Sometimes, when working with RAG systems, we need to know exactly what context is being passed to the LLM. You run a query, the model gives an answer, sometimes strange or irrelevant, and you are left wondering , “Did it actually get the right information? What was retrieved and sent to the model?”

Often, the issue isn’t with the model itself, it’s with the retrieved context from a database. Maybe irrelevant chunks were selected. Maybe important pieces were missing. To make this process more transparent, I added a simple but powerful feature to Microsoft GraphRAG: You can now print the raw context chunks that are sent to the LLM during a query. No additional configuration is required , the feature works out of the box. By default, the raw chunks are not displayed unless the --raw-chunks flag is explicitly provided, ensuring existing behavior remains unchanged.
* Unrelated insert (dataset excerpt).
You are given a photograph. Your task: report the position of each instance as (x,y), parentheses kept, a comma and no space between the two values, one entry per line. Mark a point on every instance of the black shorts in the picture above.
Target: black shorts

graphrag query --method local --query "Do LLMs Struggle with Math Across Cultural Context" --root index --raw-chunks

With this (--raw-chunks) flag, GraphRAG will display not just the final answer, but also the raw retrieved context used to generate it. This gives you clear visibility into:

What was retrieved
What was passed to the LLM
And why the model may have responded the way it did

It’s a lightweight, non-intrusive addition , but it makes a big difference for debugging, development, and quality assurance.

Code Changes and Implementation Details

To enable the --raw-chunks functionality in GraphRAG, I made modifications across six key files within the package. When you install GraphRAG using pip install graphrag, the full source code is downloaded into your environment. To implement this feature, you’ll need to dive into the installed package and directly modify the relevant components.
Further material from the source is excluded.